Strom I really think you have made a wonderful point that is very much closer to where Nicky was thinking. One of the things was most tragic about the last few years of Nicky's reign was the interception of letters that the even family members were writing about the need to get rid of Alix that the secret police were then passing on to Nicky and Alix to read.
While historians acknowledge the terrible impact that the intercepted letters had on Nicky and Alix as they began to understand how hated they were and how compromised their own family was. I believe that Alix read both letters from Princess Z. Yousoupoff and her own sister that show complicity with the murder of Rasputin. While historian acknowledge the depressing impact the intercepted letters had on Nicky and Alix, still they show so little understanding when interpreting scenes such as the GD Alexander's famous last interview with Alexandra. They emphasize how inflexible and distant Alix is as she listens to the GD, even when he looses all control and starts shouting, with Nicky sitting quietly the whole time smoking.
No one make mention of the fact that one of the GD Alexander's brothers has openly stated Alix should be illiminated. How is Alix going to react to the GD Alexander's pleas for a more liberal government when behind that plea a plot against her life.
But you know, actually as I have thought about it I think that the real culprit of the revolution is not Alexandra, Nicky, or even Rasputin, I think that they were all scapegoats. I think the real cause of the Revolution was WW1.
When my books are unpacked I will try and share some of the statistics of what happened to America when it tried to mobilize a million men on entering the last year of the war and the near crisis and popular revolt it brought on. I think reviewing those facts will give a much clearer sense of how remarkably well Russia did through three long years of war.
In connection with this I was also aware that if you study the year that the GD Nicholas was Commander and Chief you begin to read descriptions of how altered his behaviour becomes after a year of the constant slaughter of the Russian Army and then the reverses in Gallacia, and how the GD Nicholas becomes distant and depressed. The description of his mental state just before he was replaced by Nicky are very similar to the descriptions of Nicky close to the abdication.
I feel that the abdication was a way of Nicky trying to save Alix life' and the what ever would be left of his son's life. I think that on a personal level, as Strum has said, the abdication is Nicky's last desparate attempt to save all that he really had in life, his dear misunderstood wife and his precious children.

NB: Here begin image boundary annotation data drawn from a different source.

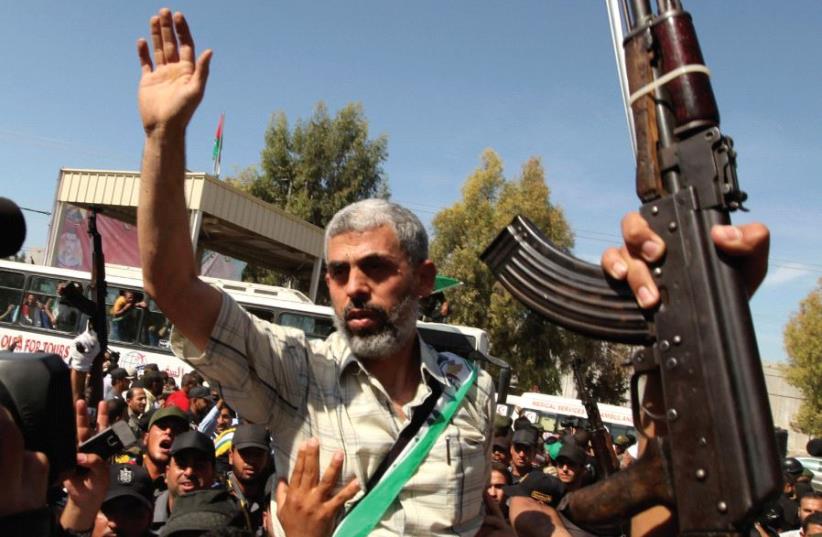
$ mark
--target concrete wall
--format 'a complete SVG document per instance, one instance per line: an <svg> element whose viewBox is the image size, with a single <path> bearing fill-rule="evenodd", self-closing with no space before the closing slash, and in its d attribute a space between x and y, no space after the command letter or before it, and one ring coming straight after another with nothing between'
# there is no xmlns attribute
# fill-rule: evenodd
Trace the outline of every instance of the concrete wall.
<svg viewBox="0 0 822 537"><path fill-rule="evenodd" d="M797 432L791 427L791 421L802 403L802 394L788 384L782 367L782 364L762 364L765 384L768 388L768 400L771 403L771 415L774 425L788 431L788 454L807 455L805 444L808 443L808 435Z"/></svg>

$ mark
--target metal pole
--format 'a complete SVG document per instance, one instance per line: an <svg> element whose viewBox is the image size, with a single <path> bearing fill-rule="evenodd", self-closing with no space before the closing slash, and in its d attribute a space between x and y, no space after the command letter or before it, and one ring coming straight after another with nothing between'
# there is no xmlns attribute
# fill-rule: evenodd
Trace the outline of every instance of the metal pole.
<svg viewBox="0 0 822 537"><path fill-rule="evenodd" d="M619 0L605 0L605 9L608 11L608 23L611 26L611 41L614 47L614 58L619 74L619 90L622 94L622 104L625 108L625 120L628 123L628 134L631 136L631 151L636 158L636 134L634 132L634 114L629 104L630 92L628 89L628 72L625 68L625 49L622 41L625 38L625 28L620 17ZM628 14L625 14L626 20Z"/></svg>

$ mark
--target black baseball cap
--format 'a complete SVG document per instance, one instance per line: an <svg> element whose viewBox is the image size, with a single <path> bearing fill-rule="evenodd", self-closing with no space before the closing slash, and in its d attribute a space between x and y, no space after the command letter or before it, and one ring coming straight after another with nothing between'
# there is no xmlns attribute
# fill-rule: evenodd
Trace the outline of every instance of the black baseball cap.
<svg viewBox="0 0 822 537"><path fill-rule="evenodd" d="M534 470L528 472L516 485L502 487L502 492L508 498L526 496L556 507L565 496L565 484L552 475Z"/></svg>
<svg viewBox="0 0 822 537"><path fill-rule="evenodd" d="M214 442L200 431L186 431L178 434L171 443L171 455L186 449L195 449L214 458Z"/></svg>
<svg viewBox="0 0 822 537"><path fill-rule="evenodd" d="M142 466L112 464L109 467L109 487L103 504L123 496L135 498L148 509L154 508L151 477Z"/></svg>
<svg viewBox="0 0 822 537"><path fill-rule="evenodd" d="M518 431L514 431L514 437L511 439L512 444L528 444L533 446L537 442L539 433L533 427L523 427Z"/></svg>
<svg viewBox="0 0 822 537"><path fill-rule="evenodd" d="M271 449L271 438L268 429L262 425L242 423L234 429L231 447L235 449L258 447L268 451Z"/></svg>
<svg viewBox="0 0 822 537"><path fill-rule="evenodd" d="M109 375L111 375L111 380L123 380L123 379L133 379L134 377L130 377L128 375L128 371L126 371L123 367L115 367L111 371L109 371Z"/></svg>
<svg viewBox="0 0 822 537"><path fill-rule="evenodd" d="M165 418L176 418L178 420L184 421L186 426L188 426L188 416L186 416L182 410L172 405L164 408L159 408L156 411L154 411L154 413L151 415L151 419L148 420L148 428L151 429L152 425L154 425L161 419Z"/></svg>

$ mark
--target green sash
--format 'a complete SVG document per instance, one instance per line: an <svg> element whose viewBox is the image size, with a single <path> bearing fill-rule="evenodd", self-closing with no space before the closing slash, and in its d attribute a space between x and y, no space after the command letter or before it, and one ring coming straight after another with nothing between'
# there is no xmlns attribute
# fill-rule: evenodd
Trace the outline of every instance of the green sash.
<svg viewBox="0 0 822 537"><path fill-rule="evenodd" d="M453 373L449 371L449 365L453 366L455 360L450 358L450 353L440 354L440 358L446 358L445 361L440 362L440 367L443 374L453 378ZM423 425L414 438L405 446L405 449L397 457L397 460L388 467L382 479L369 490L365 497L354 506L348 515L340 522L334 532L333 537L361 537L368 535L377 522L380 521L386 509L405 486L405 483L411 479L417 472L422 461L428 456L431 448L434 447L434 442L440 436L443 430L448 426L454 413L462 404L465 394L477 379L477 368L472 366L467 360L458 356L455 359L462 362L464 367L459 369L466 369L468 371L467 378L457 378L452 384L447 386L440 396L437 404L431 412L425 425ZM452 369L453 370L453 369ZM459 373L457 373L459 375ZM449 378L449 380L451 380Z"/></svg>

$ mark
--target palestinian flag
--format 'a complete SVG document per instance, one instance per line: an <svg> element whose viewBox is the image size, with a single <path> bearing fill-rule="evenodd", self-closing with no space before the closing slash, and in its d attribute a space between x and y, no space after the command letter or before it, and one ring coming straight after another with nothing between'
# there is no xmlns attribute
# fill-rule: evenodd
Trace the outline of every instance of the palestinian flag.
<svg viewBox="0 0 822 537"><path fill-rule="evenodd" d="M220 122L217 123L217 132L214 134L214 149L211 150L211 160L214 161L214 176L220 177L220 157L223 154L223 120L225 114L220 114Z"/></svg>

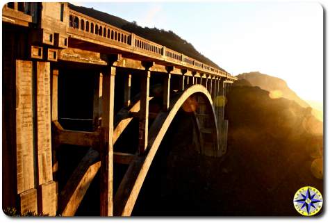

It also occurs to me that no historian wants to look at the abdication too closely as it would compromise too many people including the Allies. I have always found it rather curious that America did not enter the War until the Czar abdicated and that America was the first nation to recognize the Provisional Government as legitimate.
The Allied Ambassadors involvement in the Revolution has always remained a unsolved question especially when one considers that Paleologue at one point offered asylum for the Empress in France for the remainder of the war, and Princess Cantacuzene repeats a conversation just before the revolution with a woman she describes as Lady ____, who she describes as the wife of a dipolmat and who could be non other that Lady Buchannan the wife of the British Ambassador.
While calling on the Lady, the Princess relates that the topic of conversation had focused on the hard conditions in St. Petersburg, newly renamed Petrograd, when Lady ______, the wife of the dipolmat said:
"But really, what can you expect when the party in power is a Germanophile party, led by a woman not normal, who is in the hands of the enemy, and working for them? It is really terrible about the poor Empress, you know; all all those horrible creatures about her! I am sure if no one does anything about it there will be a revolution one of these days!" And the Princess adds that the last part of the statement was made in a threatening tone as the Lady settled her skirts with great energy.
Princess Canatcuzene did not let the matter rest there without defending the Empress's honor and replied to the Lady:
"Why surely, dear Lady_____, you don't believe all the gossip you hear? One must not, you know. We don't; as for instance, there are rumors being floated that your husband was mixed up in Rasputin's murder, and we don't believe that; so you must not accept as truth all that the busy-bodies say of us Russians at court. We are not half so bad, really, as we are made out to be."
The Princess said that the diplomat's wife changed the conversation immediately and spoke instead of the lovely Order of St. Catherine that the Empress had recently decorated her with.
Oh and I wanted to add that I just learned, and I am sure that everyone else already knows this, so forgive me my ignorance, but the Julian calander for the 19th century was 13 days behind our calander and in the twentieth century 12 days so I am sorry to have challenged that dates and mine were two days off in the thread.